Higher education and training minister Blade Nzimande has appointed a forensic company to conduct a full-scale investigation into the financial affairs of the national skills fund. File image
Higher education and training minister Blade Nzimande has appointed a forensic company to conduct a full-scale investigation into the financial affairs of the national skills fund. File image
Image: Kopano Tlape/GCIS

Higher education and training minister Blade Nzimande has appointed a forensic company to conduct a full-scale investigation into the financial affairs of the national skills fund (NSF).

Just under R5bn could not be “properly accounted for over two financial years’", he said  while tabling his 2022/2023 budget in parliament on Thursday.  

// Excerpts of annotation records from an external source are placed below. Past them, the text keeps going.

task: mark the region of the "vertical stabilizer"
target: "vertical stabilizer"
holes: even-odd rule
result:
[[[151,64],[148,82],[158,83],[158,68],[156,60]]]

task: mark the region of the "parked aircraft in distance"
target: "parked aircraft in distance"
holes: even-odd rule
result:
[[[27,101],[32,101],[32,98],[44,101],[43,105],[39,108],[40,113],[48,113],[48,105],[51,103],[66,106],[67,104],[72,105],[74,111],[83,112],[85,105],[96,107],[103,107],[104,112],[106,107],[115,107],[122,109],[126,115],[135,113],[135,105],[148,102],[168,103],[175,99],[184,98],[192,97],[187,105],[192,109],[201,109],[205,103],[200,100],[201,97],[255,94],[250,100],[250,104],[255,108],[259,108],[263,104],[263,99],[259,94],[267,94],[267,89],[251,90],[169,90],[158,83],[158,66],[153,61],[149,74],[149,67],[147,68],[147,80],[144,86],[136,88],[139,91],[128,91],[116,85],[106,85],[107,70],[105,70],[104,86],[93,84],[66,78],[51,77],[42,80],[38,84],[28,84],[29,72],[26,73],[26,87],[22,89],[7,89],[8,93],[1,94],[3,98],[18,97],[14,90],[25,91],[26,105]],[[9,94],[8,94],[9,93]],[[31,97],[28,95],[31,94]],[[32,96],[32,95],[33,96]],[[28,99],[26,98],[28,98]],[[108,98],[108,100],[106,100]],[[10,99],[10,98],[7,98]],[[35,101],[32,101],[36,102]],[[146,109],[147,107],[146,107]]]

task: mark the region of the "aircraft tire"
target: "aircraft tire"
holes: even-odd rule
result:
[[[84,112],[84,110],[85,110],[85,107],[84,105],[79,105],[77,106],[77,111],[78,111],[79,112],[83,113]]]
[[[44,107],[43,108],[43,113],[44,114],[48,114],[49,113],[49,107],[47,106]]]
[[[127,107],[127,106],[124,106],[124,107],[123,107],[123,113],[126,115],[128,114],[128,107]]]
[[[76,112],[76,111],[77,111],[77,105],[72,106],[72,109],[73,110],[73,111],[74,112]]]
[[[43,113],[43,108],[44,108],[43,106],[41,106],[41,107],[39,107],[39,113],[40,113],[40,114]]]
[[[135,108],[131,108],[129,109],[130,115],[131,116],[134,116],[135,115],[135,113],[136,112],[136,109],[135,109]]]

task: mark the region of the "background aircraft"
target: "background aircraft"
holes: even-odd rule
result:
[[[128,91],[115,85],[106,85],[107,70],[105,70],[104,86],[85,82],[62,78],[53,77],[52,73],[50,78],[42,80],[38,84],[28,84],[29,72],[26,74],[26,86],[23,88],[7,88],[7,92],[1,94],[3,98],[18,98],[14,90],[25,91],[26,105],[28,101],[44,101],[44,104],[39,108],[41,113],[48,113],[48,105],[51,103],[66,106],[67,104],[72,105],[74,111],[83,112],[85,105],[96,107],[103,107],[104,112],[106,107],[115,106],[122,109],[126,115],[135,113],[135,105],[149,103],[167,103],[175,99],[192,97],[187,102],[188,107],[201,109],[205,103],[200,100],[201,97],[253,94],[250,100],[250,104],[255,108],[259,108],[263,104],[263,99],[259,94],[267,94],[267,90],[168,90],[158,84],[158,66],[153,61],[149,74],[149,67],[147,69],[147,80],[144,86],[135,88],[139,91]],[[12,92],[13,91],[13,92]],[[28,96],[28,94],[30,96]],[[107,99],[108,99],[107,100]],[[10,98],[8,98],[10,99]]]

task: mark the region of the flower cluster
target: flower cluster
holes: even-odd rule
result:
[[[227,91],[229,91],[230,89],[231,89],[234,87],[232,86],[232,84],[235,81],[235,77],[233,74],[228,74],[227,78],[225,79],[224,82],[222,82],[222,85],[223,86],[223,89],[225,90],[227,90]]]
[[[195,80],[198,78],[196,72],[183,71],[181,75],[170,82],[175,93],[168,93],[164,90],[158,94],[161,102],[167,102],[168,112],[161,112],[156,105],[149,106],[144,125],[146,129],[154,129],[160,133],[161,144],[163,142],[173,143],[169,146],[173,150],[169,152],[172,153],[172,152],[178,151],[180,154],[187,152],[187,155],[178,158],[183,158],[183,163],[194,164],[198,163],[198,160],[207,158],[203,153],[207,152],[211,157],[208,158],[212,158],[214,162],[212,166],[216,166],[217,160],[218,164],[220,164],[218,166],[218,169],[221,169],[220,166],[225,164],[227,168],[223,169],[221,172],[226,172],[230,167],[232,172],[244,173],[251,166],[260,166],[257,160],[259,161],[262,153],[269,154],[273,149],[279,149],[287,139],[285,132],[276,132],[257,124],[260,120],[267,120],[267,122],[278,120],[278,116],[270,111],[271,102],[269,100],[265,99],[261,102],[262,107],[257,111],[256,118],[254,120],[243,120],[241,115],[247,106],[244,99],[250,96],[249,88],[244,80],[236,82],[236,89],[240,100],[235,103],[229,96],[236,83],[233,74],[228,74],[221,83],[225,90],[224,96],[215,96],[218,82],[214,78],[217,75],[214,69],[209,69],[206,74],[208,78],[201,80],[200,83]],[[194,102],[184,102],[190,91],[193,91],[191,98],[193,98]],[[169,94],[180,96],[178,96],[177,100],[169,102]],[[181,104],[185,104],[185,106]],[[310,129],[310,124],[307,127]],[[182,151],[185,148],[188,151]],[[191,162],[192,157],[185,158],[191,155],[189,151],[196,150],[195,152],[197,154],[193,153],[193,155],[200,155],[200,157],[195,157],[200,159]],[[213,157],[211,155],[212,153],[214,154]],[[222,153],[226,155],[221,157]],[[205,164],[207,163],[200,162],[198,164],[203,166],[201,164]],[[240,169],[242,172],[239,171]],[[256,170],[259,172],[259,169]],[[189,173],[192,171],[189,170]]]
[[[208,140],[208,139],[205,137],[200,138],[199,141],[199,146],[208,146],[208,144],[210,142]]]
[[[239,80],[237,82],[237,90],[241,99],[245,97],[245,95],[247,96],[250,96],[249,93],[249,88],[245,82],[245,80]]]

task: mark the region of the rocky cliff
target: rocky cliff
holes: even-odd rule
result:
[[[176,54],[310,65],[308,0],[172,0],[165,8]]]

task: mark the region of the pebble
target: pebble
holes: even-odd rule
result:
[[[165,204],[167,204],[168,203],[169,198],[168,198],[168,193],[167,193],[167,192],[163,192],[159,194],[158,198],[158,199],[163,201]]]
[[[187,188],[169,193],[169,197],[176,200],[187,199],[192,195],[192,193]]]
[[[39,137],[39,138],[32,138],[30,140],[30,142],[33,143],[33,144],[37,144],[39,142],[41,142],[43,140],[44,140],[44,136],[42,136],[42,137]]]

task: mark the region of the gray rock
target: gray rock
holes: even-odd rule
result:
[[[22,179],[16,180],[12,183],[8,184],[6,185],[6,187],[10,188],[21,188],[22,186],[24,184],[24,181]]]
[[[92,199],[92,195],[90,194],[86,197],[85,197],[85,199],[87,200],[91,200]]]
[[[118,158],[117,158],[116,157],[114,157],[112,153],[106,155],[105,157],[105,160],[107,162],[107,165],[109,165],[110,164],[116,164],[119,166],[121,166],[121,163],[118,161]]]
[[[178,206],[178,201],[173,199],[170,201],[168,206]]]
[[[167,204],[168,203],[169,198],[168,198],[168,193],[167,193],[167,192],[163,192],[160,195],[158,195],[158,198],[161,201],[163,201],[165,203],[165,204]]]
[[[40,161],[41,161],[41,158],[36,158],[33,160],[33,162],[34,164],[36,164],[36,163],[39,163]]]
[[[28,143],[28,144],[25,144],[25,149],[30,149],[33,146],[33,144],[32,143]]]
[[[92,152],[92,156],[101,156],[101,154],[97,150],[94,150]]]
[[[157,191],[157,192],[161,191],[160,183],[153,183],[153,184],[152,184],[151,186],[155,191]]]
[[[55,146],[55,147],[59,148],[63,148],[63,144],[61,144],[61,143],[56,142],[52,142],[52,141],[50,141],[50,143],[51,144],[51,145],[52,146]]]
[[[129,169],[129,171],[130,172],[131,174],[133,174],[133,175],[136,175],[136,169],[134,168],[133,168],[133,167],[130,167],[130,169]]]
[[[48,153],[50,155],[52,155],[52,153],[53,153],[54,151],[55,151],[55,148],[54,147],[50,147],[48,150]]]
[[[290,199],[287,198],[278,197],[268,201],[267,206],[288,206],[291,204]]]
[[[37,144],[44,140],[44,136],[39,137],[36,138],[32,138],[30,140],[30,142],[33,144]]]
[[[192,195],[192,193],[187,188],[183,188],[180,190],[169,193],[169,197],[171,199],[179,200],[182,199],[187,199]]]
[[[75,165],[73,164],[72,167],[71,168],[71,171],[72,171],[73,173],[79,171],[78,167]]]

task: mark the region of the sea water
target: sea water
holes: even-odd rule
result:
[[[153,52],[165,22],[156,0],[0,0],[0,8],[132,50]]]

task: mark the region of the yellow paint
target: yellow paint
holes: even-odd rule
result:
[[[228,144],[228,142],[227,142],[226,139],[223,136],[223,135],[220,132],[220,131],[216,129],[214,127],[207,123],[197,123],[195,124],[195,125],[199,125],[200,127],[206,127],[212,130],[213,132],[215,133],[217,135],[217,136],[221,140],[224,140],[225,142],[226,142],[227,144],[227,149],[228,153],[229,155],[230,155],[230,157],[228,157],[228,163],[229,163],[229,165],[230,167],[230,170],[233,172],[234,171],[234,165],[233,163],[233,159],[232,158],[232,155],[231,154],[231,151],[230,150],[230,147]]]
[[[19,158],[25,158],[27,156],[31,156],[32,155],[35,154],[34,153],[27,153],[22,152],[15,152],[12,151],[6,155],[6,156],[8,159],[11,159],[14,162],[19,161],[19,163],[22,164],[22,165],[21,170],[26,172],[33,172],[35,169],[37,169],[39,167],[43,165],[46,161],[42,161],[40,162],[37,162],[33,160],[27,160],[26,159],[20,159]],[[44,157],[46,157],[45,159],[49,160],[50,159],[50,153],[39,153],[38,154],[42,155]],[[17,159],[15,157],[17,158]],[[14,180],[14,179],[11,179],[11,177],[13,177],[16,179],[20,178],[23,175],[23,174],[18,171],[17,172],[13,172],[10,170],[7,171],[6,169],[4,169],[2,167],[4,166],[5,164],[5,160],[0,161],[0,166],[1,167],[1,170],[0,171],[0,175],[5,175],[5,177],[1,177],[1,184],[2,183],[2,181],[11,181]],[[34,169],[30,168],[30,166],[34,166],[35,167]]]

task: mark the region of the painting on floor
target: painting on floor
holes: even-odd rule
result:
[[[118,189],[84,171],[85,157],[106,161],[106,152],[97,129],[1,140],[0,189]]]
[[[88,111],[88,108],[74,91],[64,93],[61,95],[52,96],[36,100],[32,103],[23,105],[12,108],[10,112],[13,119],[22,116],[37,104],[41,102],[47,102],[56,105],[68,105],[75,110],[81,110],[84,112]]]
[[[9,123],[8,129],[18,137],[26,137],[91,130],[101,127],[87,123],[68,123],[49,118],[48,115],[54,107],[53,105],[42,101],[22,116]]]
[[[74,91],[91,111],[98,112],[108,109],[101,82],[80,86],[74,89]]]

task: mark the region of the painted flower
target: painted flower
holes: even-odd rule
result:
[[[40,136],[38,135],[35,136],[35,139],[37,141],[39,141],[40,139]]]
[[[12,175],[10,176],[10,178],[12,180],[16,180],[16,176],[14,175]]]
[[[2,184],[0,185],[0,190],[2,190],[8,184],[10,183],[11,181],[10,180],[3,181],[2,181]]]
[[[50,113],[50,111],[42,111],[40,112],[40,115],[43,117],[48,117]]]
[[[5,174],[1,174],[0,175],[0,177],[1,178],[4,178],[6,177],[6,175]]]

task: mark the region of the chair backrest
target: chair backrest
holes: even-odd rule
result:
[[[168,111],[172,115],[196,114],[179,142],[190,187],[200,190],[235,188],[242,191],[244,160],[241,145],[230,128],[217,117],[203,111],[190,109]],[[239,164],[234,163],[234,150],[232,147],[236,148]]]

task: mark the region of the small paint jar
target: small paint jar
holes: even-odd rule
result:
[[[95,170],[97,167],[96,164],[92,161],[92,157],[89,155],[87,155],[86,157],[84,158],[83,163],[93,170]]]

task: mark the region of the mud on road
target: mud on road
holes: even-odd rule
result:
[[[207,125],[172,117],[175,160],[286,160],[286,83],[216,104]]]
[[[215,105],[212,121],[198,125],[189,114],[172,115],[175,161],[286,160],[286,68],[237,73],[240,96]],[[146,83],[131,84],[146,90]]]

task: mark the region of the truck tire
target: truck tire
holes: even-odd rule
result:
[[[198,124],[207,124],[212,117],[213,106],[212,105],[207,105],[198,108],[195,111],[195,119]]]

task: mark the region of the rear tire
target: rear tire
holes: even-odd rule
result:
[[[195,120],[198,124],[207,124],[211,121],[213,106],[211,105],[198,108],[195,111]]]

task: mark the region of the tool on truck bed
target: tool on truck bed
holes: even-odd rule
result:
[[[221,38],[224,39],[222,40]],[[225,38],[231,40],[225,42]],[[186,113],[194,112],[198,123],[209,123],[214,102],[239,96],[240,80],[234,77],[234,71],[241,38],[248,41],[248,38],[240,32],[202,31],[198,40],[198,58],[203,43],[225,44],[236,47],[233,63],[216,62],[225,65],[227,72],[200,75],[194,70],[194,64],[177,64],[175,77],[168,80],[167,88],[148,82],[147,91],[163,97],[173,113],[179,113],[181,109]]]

“As a department we are committed to deal with maladministration and corruption at the national skills fund.”

Despite this, Nzimande said the fund would support scholarships and bursaries in 2022/2023 by providing R866m. 

The budget is expected to be distributed as follows: 

  • R221m to the national research foundation; 
  • R527m to the national student financial aid scheme;  
  • R80m to the department of agriculture, land reform and rural development; and
  • R9m to the department's internal scholarship.

Last year, Nzimande came under fire in parliament's standing committee on public accounts (Scopa) for hiring private forensic investigators to conduct a probe instead of using the Special Investigating Unit (SIU). Nzimande said the plan was to forward the findings by the private investigation to the SIU, which is empowered to take the matter further.

He said government was committed to financially support students from poor and working class backgrounds while also putting a sustainable mechanism in place to support students from the so-called “missing middle” and postgraduate students.

The department’s budget for the 2022/2023 financial year is R130.1bn, with an annual average increase of 7%.   

The budget is expected to be distributed between six programmes: administration; planning; policy and strategy; university education; technical and vocational education and training; skills development and community education and training. 

Nzimande has appointed a ministerial task team to conduct a strategic review of the NSF. 

The task team will, among other things, look at “the general operations of the NSF, its efficiency and relevance with regards to the national skills priorities of the country”.

 

The team will hand over a final report by June.